Former EE Times editor Brian Fuller recaps a spontaneous debate between semiconductor panelists regarding what field your children are studying.
It's a touchy subject among engineers. Most of us still love engineering. But, we may have seen career frustrations, especially in the aftershocks of the .com bubble bursting. In America, there's the sense that some small percentage of engineers do fantastically well if they join the right start-up, but most enjoy an above-average though not large lifestyle. It seems like the folks doing really well and making it look easy are the lawyers and MBAs.

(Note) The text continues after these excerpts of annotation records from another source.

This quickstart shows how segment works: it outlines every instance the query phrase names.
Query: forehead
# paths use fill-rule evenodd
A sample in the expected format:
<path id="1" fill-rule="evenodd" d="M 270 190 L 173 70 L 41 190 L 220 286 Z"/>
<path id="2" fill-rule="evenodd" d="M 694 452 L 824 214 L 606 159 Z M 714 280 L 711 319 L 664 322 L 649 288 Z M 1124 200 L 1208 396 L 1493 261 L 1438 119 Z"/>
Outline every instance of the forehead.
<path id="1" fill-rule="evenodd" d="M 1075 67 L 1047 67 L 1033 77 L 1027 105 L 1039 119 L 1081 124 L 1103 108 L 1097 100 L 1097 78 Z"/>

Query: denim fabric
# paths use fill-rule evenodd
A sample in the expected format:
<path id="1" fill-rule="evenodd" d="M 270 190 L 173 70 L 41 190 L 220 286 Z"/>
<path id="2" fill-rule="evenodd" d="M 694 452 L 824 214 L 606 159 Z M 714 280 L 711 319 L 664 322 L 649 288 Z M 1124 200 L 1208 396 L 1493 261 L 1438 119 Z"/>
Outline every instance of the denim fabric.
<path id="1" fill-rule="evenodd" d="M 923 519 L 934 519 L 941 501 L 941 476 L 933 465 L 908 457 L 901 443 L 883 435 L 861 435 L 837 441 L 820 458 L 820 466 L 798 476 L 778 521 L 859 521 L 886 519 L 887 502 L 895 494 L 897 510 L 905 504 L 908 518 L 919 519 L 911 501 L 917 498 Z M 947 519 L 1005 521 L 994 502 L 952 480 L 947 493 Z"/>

Brian presents the two points of view in Greeley's Ghost: Panel dispatches. Peggy the EDA analyst has kids studing hard sciences -- good for her. Jack Harding, former Cadence CEO, has kids studying Liberal Arts. Fair enough (as long as it's a "respectable" Liberal Art ;-). But what I found interesting was his justification:
It's where you sit in the value chain that makes the difference." IBM, he argues, doesn't make money on its technology development. It makes money taking other people's technology and finding ways to make profit on it. It's hiring not engineers but liberal arts and business people. In housing, he added, the contractor takes the risk and gets the margin. The plumbers, framers and electricians he hires (you can't build the house without 'em!) get an hourly wage.
Grudgingly, I'd have to admit there's truth to this. But it's really more of a justification of the value of an executive over an individual contributor. And who says that executives can't be engineers?